After the eight samples are collected from the 1000-ton pile, the 5-gallon bucket should be about 1¼2 to 2¼3 full. (If a stockpile larger than 1000 tons is sampled, the number of samples collected should be increased proportionately. Thus, at least 16 samples should be collected from a 2000-ton pile.)

Empty the bucket onto a clean, non-permeable surface. Thoroughly mix the samples together by hand.
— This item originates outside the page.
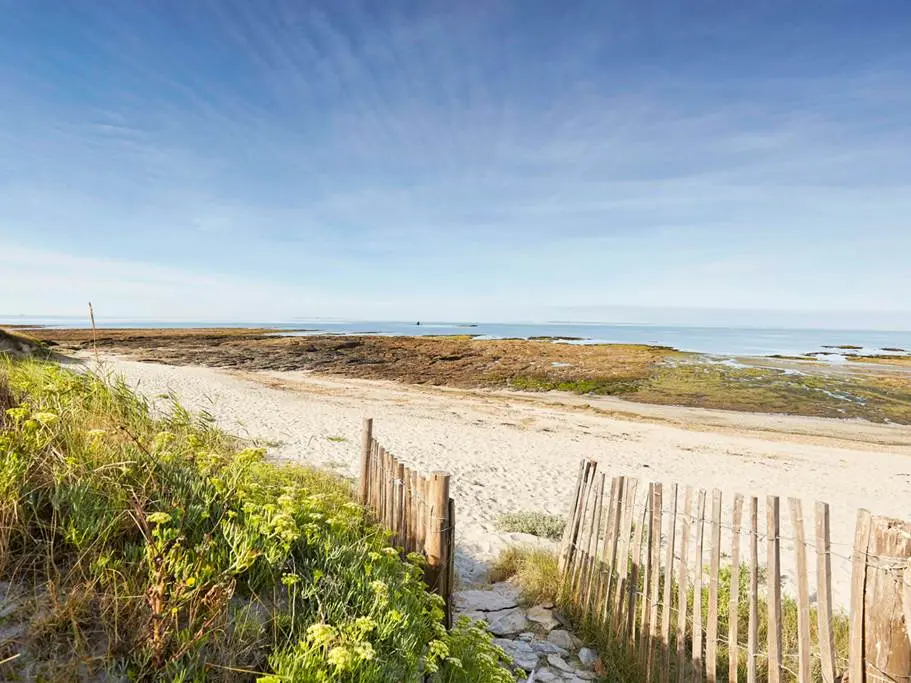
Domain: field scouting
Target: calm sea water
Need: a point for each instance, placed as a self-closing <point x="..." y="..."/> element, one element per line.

The combined sample should now be reduced to approximately 1 gallon to be sent into the laboratory. This is accomplished by splitting the sample. The sample should be shaped into a square so that it can be divided into quarters.
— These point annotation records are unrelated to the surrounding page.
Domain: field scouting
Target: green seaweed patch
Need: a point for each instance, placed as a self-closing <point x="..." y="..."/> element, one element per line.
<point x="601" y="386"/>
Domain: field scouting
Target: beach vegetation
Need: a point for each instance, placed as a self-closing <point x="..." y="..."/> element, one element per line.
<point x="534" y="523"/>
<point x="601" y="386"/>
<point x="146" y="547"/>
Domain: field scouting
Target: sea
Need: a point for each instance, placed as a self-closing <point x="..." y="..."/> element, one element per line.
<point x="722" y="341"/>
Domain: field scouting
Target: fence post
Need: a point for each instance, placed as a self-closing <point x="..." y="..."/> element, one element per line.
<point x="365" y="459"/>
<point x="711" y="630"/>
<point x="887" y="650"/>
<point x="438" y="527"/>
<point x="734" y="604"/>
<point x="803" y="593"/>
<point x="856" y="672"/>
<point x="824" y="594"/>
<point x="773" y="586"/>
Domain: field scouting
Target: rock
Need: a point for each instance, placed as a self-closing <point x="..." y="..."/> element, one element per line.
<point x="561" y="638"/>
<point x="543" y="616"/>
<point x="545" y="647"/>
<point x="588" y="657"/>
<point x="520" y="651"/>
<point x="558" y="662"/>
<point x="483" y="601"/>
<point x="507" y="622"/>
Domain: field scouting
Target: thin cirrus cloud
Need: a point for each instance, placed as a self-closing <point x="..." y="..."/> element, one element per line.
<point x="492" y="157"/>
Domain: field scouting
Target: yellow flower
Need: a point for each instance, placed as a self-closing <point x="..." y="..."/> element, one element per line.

Divide the sample into equal quarters. Opposite quarters will be removed from the sample and discarded. For example, if quarters 1 and 4 are removed and discarded, quarters 2 and 3 will be recombined and mixed again. Another square is then formed. The process is repeated until the sample is reduced to approximately 1 gallon.

Place the 1-gallon sample into a plastic, zip-lock bag. Label the outside of the bag using a permanent marker. Record the pile number and date of collection. Print the same information on a mailing label and place the label on the outside of the bag. Place the sealed and labeled bag into another plastic bag and seal it with duct tape. This labeling and double-bagging procedure is important to ensure the lab receives the sample intact.

With assistance from university and labortory scientists, the USGA Green Section has identified the maximum amount of variation that should be tolerated for key test parameters measured during quality control testing. The following table details a variability percentage for each parameter. This variability percentage is more accurately referred to as the confidence interval and is used to establish plus or minus values for each measured parameter. For example, assume the laboratory test indicates a value for fine sand to be 10%. Using the confidence interval percentage for fine sand of 15%, the acceptable variance is 10% plus or minus 1.5% for an acceptable range for quality control testing of 8.5 to 11.5%.

Table 1 - USGA Confidence Intervals for Quality Control Testing

Test parameter USGA Confidence Intervals
Fine Gravel 50%
Very coarse sand 50%
Coarse sand 10%
Medium sand 10%
Fine sand 15%
Very fine sand 30%
Silt 25%
Clay 25%
Total Porosity 10%
Air-filled Porosity 10%
Capillary Porosity 10%
Saturated Conductivity 20%
Percent Organic Matter of Mix 0.2*
*The confidence interval for percent organic matter is not represented as a percentage. Thus a reported value of 0.7% organic matter could range from 0.5 -0.9 %.

The following additional information can be found on the USGA's web site at www.usga.org/green/coned .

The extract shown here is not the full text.